There's a beautiful city out there waiting to be explored

By MEGAN DiTROLIO | November 6, 2014

When you think of the Johns Hopkins University’s Homewood campus, located in the heart of Baltimore, you know it as a pretty and composed campus that has easy access to the affluent Inner Harbor. It’s the living embodiment of the pictures that all of the welcome brochures contain, and as a giddy, 17-year-old incoming freshman, you really think that you’ll experience all that Baltimore has to offer. After all, you wanted a city school for a reason — it’s full of off-campus activities. You yearned for an urban environment, but many don’t realize all of the facets that come with a city in its entirety.

Unfortunately, I, like many students, don’t fully understand Baltimore — the real city that has seemingly disappeared under the influence of Hopkins. It saddens me to identify with a city and community when I only really know my own small portion of it. We hardly know of, and some of us may even be afraid to discover, the community just a mile off of campus.

It’s a community that I hastily run through everyday to get to our school’s track. I am uncomfortable with the stark differences that compose the area a mere mile and a half from the place where I attend school, a campus encircled by the patrol routes of HopCops. Waverly is a community that I am uncomfortable with because it is so different from the Baltimore that I’ve come to know. It’s a neighborhood that, despite its negative connotations, has a lot to offer to the Homewood community if we can get out of our comfort zones and embrace it.

It’s a community that offers a farmer’s market every Saturday and a community whose streets occasionally become a stage for a Michael Jackson impersonator who gets the whole neighborhood to dance along with him. It also hosts the Marion House Race to Embrace Independence 5K to support the homeless women and children in the Marion House, a race that I was lucky to participate in with a small but lively team of Hopkins representatives.

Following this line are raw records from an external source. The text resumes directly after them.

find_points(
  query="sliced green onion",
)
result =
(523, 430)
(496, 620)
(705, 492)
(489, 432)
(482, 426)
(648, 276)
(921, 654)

During the 2013-2014 academic year, “1469 people were registered in [Center for Social Concern] groups, [totaling] 38,177 hours of service in a semester and had a total economic impact of $845 thousand,” according to Hudson Van Slooten, group management member of the Student Advocacy Board of the Center for Social Concern (CSC). That totals to about 28 percent of the undergrad population at Hopkins working closely with the Baltimore community through CSC programs. Though not incredibly low, this number reflects a Hopkins community that has little involvement in the greater Baltimore area, an area that has accepted a strong Hopkins presence in the city and is in constant need of reform. Only 28 percent of us have a real grasp on the city that we identify as our own. The only way to bridge this gap and to truly understand the city of Baltimore as a whole is to immerse ourselves completely in it.

I recently joined an organization on campus called Story Pals. Every week we go to Barclay Elementary School and work with children on reading and word comprehension. I walked there with a friend who is also in the program. We were nervous going over for the first time, fearing that the children wouldn’t accept us or be uninterested in what we were there to do. Upon entering the classroom, a storm of first graders bombarded us with hugs and affectionate words, begging us to hang out with them and read with them. They had no preconceived notion of us; we were welcomed into their community with open arms. I worked with a girl named Jaeda, who proved to be one of the sweetest first-graders I’ve ever met.

To be honest, I first went to Barclay to be able to log community service on my resume, but I am going back because Jaeda promised to bring me in a picture of her dog, Beebee. Though the school is in an area of Baltimore that I am not super comfortable with and is composed of people far outside of my own little Hopkins world, it is a place that I can identify withI only had to give it a chance.

I’m not saying to storm the streets of Baltimore for random “get to know me’s,” because like any city, there are areas that are unsafe and there are people that have bad intentions. What I am saying is to take a chance on Baltimore. Get to know the community in your backyard. If the people are anything like Jaeda and her classmates, they have a lot to teach us about the place and culture that we, for four short years, identify as home.